Fun facts about corefiles
By eschrock on Jun 22, 2004
All you developers out there are probably well acquainted with corefiles. Every CS student has had a program try to dereference a NULL pointer at least once. Frequent use of assert(3c) causes your program to abort(3c) in exceptional circumstances. Unfortunately, too many developers know little else about corefiles. They are often used for nothing more than a stack backtrace or a quick session with dbx. We in the Solaris group take corefiles very seriously - they get the same amount of attention as crash dumps. Over the past few releases, we've added some great features to Solaris relating to corefiles that not everyone may be familiar with, including some really great stuff in Solaris 10. Here is a short list of some of the things that can make your life easier as a developer, especially when servicing problems from the field.
The gcore(1) command will generate a corefile from a running program - essentially a snapshot at that point in time. The process will continue on as if nothing has happened, crucial when an app is misbehaving in a non-fatal way and you don't want to resort to SIGABRT. Rather than trying to reproduce it or get access to the system while it is running, the customer can simply gcore the process and forward the corefile.
This is a command that system administrators and developers alike should be familiar with. If you run a non-development server, processes should never coredump. Unless it's intentional (like sending SIGABRT or mucking about in /proc), every corefile produced is a bug. Admins can log all corefiles to a central location, so they know whom to blame when something goes wrong (usually us). Developers can have fine-grained control over the content of the corefile and where it gets saved. Having dozens of files named 'core' in every directory usually isn't the most helpful thing in the world.

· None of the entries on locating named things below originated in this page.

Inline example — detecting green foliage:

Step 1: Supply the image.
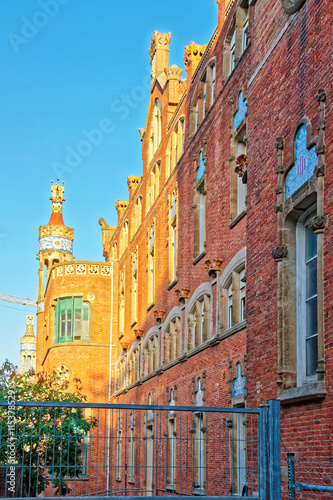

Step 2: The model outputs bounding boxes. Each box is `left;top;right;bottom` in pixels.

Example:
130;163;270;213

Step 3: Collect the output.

Starting in Solaris 10, we now have fine-grained control over the exact content of every corefile generated on the system (many thanks to Adam Leventhal for this). Read up on coreadm(1M) for all the gory details, but the most important thing is that we now have library text segments with the corefile. It used to be that if you got a core from a customer, you would need to find a matching version of every library they linked to in order to decipher what was going on. This made debugging complicated customer problems extremely difficult.
CTF data for libraries
We have supported a special form of debugging information known as CTF ("Compact Type Format") in the kernel since Solaris 9. We take the debugging information generated by the '-g' compiler flag, and strip out everything but the type information. It is stored in a compact format so it is suitable for shipping with production binaries. This information is enormously useful, so we added userland support for it in Solaris 10. MDB consumes this information, so you can do interesting things like ::print a socket structure from a core generated by your production app. Unfortunately, the tools used to convert this information from STABS are not publicly available yet, so you cannot add CTF data to your own application. We're working on it.